El Chapo había logrado escapar del operativo de la Marina del que informó muy temprano el viernes y que daba como fugitivo a El Cholo Iván, quien unas horas después manejaba el Focus en que se detuvo a Guzmán.

Imagine usted a dos federales mexicanos que se encuentran al delincuente más buscado del mundo. Pregúntese a qué hubiera apostado: que lo dejaban pasar ya sea por intimidación o soborno; o que lo detuvieran y metieran un cuarto de hotel a esperar los refuerzos. Se hizo la chica. Yo, confieso, hubiera perdido la apuesta. Nada mal para una policía tan vapuleada en los últimos tiempos.

Si lo sucedido en la carretera era ya difícil de creer, lo que siguió se convertirá en parte del folclor de la narcocultura y lo que provoca su ansia por alcanzar fama.

Evidentemente apurado por la captura de Guzmán y la revelación del gobierno mexicano que la localización del jefe del cártel se había hecho por sus contactos con “actrices y productores cinematográficos”, Sean Penn y la revista Rolling Stone decidieron publicar el sábado un relato de las semanas entre agosto y noviembre del año pasado, en que el actor había hecho contacto con la actriz mexicana Kate del Castillo, visitado a El Chapo en su guarida de la sierra para pedirle una entrevista y las respuestas que, semanas después, El Chapo le envió en un video, todo por la intermediación de Kate.
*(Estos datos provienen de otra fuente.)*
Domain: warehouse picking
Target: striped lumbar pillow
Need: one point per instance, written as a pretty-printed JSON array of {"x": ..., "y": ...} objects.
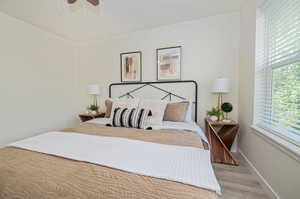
[{"x": 130, "y": 118}]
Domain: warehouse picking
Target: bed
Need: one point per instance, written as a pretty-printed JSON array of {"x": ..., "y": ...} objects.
[{"x": 30, "y": 174}]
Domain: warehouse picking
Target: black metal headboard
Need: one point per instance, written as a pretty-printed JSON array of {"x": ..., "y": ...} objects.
[{"x": 154, "y": 85}]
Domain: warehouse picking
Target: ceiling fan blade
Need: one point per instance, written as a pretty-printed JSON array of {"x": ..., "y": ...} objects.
[
  {"x": 94, "y": 2},
  {"x": 71, "y": 1}
]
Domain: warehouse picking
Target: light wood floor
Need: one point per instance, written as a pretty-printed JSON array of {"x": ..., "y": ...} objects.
[{"x": 239, "y": 182}]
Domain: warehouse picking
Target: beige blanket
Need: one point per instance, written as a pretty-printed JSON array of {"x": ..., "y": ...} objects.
[{"x": 30, "y": 175}]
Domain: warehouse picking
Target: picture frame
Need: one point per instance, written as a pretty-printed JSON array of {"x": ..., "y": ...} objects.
[
  {"x": 169, "y": 63},
  {"x": 131, "y": 66}
]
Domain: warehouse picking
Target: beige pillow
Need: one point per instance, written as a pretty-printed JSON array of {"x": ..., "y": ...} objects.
[
  {"x": 176, "y": 112},
  {"x": 157, "y": 108}
]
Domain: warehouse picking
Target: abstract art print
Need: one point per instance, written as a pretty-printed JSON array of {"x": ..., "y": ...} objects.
[
  {"x": 168, "y": 63},
  {"x": 131, "y": 67}
]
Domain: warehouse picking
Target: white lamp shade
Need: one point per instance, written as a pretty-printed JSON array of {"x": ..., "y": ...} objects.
[
  {"x": 221, "y": 85},
  {"x": 93, "y": 89}
]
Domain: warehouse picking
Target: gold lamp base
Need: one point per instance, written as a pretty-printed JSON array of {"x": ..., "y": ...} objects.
[{"x": 220, "y": 102}]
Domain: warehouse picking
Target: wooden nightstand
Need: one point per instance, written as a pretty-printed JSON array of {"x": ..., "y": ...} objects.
[
  {"x": 87, "y": 117},
  {"x": 221, "y": 140}
]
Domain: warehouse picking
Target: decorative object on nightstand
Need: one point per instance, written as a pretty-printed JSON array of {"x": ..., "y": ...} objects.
[
  {"x": 227, "y": 108},
  {"x": 214, "y": 114},
  {"x": 93, "y": 91},
  {"x": 221, "y": 86},
  {"x": 221, "y": 140},
  {"x": 87, "y": 117}
]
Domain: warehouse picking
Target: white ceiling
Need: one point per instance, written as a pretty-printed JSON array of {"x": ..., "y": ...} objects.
[{"x": 82, "y": 22}]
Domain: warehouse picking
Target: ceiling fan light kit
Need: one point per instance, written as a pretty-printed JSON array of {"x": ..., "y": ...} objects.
[{"x": 94, "y": 2}]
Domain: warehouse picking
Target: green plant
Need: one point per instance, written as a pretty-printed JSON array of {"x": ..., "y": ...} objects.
[
  {"x": 214, "y": 112},
  {"x": 93, "y": 107}
]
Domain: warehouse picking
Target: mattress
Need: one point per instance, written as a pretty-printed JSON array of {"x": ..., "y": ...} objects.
[{"x": 31, "y": 175}]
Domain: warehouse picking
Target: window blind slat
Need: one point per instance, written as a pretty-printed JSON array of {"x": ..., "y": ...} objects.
[{"x": 277, "y": 75}]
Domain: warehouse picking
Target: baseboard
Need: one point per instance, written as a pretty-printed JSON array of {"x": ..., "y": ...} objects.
[{"x": 266, "y": 186}]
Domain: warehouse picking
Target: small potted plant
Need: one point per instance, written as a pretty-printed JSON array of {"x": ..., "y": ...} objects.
[
  {"x": 93, "y": 109},
  {"x": 214, "y": 114}
]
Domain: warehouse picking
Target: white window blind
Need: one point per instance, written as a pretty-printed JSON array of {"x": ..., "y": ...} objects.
[{"x": 277, "y": 81}]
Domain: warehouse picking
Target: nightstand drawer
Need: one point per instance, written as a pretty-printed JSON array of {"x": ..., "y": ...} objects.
[{"x": 87, "y": 117}]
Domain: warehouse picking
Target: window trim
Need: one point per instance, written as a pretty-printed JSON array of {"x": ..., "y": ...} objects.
[{"x": 279, "y": 141}]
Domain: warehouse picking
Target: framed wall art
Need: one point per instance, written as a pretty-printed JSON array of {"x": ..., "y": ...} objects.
[
  {"x": 168, "y": 63},
  {"x": 131, "y": 66}
]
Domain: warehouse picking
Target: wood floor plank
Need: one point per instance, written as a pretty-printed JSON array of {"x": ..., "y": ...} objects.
[{"x": 238, "y": 182}]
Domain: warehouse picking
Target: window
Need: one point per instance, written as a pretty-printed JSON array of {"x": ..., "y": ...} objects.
[{"x": 277, "y": 81}]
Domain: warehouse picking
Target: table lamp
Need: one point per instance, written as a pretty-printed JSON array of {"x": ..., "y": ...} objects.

Más allá de lo folclórico de todo el asunto, hasta para nosotros, los pesimistas crónicos, hay una nota positiva en esta chaponovela. Los aparatos de inteligencia mexicanos y estadunidenses, trabajando juntos, fueron capaces de seguir, con eficiencia y discreción, a los abogados de El Chapo que los llevaron a la actriz, que los llevó al actor, que los llevó al encuentro de aquella noche de octubre cuando el destino de Guzmán se selló para siempre.

Gracias Kate, debería estar pensando el gobierno, por aquella carta, por haber dicho que sí, por haber involucrado a Penn; por, uno supone, haber descuidado los procedimientos de seguridad. Gracias.